Note what myth was "busted" and that they officially back up the FCC and FAA's reasoning for the ban.

I remember this episode, and it verified what I suspected before watching it.

The real push to keep cell phones off of planes is from the FCC, not the FAA. It's because the cell network doesn't expect one handset to be in range of dozens (or possibly hundreds) of towers at once. And it doesn't expect you to be moving at hundreds of miles per hour between the towers. This behavior puts stress on the network. It can handle some people doing it (which is why people who violate the rules by accident or on purpose don't create major problems) but if everybody flying with a cell phone left it active, the carriers would have to invest a lot of money (that they'd rather spend elsewhere) to upgrade their networks in order to handle the load.

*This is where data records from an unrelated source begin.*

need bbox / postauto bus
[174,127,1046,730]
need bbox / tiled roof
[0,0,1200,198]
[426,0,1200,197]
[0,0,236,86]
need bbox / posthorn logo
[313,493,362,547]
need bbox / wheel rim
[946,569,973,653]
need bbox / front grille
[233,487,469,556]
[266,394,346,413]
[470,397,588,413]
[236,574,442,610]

The bit about electronics messing up the plane's electronics is BS, except perhaps for old unshielded equipment, which you're not likely to ever find on commercial aircraft flying today.
Quote:
Originally Posted by JeffDM View Post

The big issue is transmitters. Watches don't even operate at the power and frequencies that can interfere. Even so, I recall they want you to turn off cameras during landing and take-off, despite the fact that most lack a transmitter.

Different airlines have different rules. For instance, Alitalia prohibits (for the entire flight) use of optical drives, but has no problems with disc-free computers and solid-state music players. There is no logical reason for this restriction, but it's their rule. As far as I know, no other airline has this rule either.

But all airlines, no matter what the rules are, say that they are FAA regulations. I think that in most cases, the only regulation involved is the one that says you have to do what flight crews tell you to do.